On Wednesday, Nov. 1, a panel of three scholars will present three perspectives on the Israeli-Palestinian conflict, highlighting American Jewish views on the situation, analysis of American foreign policy and the public perception in Indonesian, home to the largest Muslim population in the world.

Professor of Religious Studies Michael Dobkowski, Professor of International Relations Kevin Dunn and Achmad Munjid, an assistant professor of intercultural studies at Gadjah Mada University in Indonesia, will begin their discussion at 5 p.m. in the Sanford Room of the Warren Hunting Smith Library.

A scholar of the Holocaust, genocide, nuclear weapons and anti-Semitism, Dobkowski teaches courses in Jewish Studies and Holocaust and Genocide Studies, serves as the coordinator of the Holocaust Studies Minor, and is a founding member and current co-chair of the Genocide and Human Rights Symposium.

Dunn has produced a wide-ranging body of scholarship examining international relations theory, African politics, and punk rock around the world.

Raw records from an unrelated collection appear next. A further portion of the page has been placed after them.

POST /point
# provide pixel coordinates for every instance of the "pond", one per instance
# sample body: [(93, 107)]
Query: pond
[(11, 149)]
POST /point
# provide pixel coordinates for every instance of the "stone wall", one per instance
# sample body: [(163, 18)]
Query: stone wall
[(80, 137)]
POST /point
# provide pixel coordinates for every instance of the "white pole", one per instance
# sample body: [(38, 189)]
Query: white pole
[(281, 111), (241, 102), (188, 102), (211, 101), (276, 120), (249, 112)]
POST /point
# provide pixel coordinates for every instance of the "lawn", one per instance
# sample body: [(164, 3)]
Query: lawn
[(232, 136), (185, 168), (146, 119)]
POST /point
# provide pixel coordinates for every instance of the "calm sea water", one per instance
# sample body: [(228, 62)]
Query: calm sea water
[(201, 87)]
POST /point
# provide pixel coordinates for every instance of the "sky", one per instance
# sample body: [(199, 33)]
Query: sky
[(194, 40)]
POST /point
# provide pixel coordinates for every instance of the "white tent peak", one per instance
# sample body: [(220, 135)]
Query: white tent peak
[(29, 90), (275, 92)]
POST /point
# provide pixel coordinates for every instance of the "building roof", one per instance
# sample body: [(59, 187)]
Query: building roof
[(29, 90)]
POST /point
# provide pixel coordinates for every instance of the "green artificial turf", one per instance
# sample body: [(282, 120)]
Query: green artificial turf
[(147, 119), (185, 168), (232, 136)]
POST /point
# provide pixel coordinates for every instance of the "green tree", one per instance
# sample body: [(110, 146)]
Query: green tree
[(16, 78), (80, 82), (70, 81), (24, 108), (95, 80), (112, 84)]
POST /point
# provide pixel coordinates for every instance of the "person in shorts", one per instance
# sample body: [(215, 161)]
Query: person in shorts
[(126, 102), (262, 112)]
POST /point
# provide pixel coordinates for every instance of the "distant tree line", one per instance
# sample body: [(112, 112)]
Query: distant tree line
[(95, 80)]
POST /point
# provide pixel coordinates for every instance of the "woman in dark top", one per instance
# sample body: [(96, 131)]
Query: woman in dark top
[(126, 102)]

His research focuses predominantly on the African Great Lakes Region (Uganda, Rwanda, Burundi, Congo, Tanzania) and issues in that region concerning security, development, regionalization/globalization and international relations.

Muynjid’s research explores Muslim-Christian relations, freedom of religion, religious pluralism and tolerance, religious fundamentalism, secularization, religion and violence, trauma and memory, death and dying, and world literature.

The Nov. 1 panel continues the campus dialogue that began in October. The conversation, organized by Office of Academic and Faculty Affairs and the Office of Diversity, Equity and Inclusion, featured Dobkowski, Associate Professor of Religious Studies Shalahudin Kafrawi, Professor of International Relations Stacey Philbrick Yadav and Professor of Religious Studies Richard Salter.